A while ago I asked a question about custom text data formats, instead of using existing tools such as XML, JSON, YAML, etc. Now, in favor of converting our custom format to a relational database and some segments of JSON (in a JSON field), I'm running into the problem of 'data bloat'. By this I mean that there will be a lot of increase in duplication for the JSON (of which there is quite a bit, because much of the system needs to be flexible in different environments). For example, the part of the custom text format:
Data data data [#tag, #tag, ...]: some more data
Field: [id] description of data; [id] description
could be converted to:
{
"data": "...",
tags: ["tag", "tag", ...],
"more_data": "some more data",
"fields": [
{
"id": 123
"description": "description of data"
},
{
"id": 456
"description": "description"
}
]
}
A lot of these JSON property names are now extra bloat, e.g. more_data
, id
, description
, which are duplicated across millions of JSON entries; we'll more than quadruple our data storage requirements. However, that only ends up being about 100 MB over our previous 25 MB, for a lot more flexibility and sanity. Granted, this is a mobile app, so 75 MB could shock some users once we transition - "why does this app now take up 4x as much space with no additional features?". The custom format keeps things nice and compact, but obviously parsers have to be maintained, and the data can't be queried efficiently on anything other than a few primary fields (which are all manually indexed... by the way).

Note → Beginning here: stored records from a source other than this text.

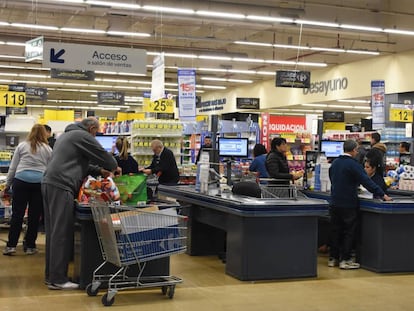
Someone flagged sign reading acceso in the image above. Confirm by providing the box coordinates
[43,42,147,75]
[276,70,310,88]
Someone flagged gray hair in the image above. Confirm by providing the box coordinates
[81,117,99,129]
[344,139,358,152]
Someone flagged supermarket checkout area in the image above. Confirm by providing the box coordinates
[158,185,328,281]
[304,190,414,273]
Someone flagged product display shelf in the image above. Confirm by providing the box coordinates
[131,120,183,166]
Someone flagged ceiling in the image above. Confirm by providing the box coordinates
[0,0,414,122]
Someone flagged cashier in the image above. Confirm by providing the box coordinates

Edit: To clarify some comments and an answer: the data that I have is highly relational, except for some 'tag'-like information that varies per database row; that is to say, 90% of our custom format can be converted to a relational structure, but the other 10% is the 'tag', which is unstructured and can vary per record. These 'tags' carry semantic information that is relevant for users, but would never be queried on. And because it is unstructured, JSON seems like the best fit. I should also note that the tags can be (theoretically) infinitely varying in their structure, though there are still commonalities across tags (for instance id
and description
are usually common to all). It would not, however, be feasible to have an explicitly structured XXXTag
join table for each variation of the JSON; I initially thought it would be a good idea, to alleviate the issue in the question that I'm asking right now, but the number of join tables is theoretically infinite, which makes me think JSON is appropriate for the problem. The JSON would only be a single column in a relational table, which is a small portion of the data as a whole. I'm sorry for being so vague with this, but I can't make my question specific enough to identify the actual project that I'm working on.
When does it make sense to bloat storage requirements to make coding and maintenance easier?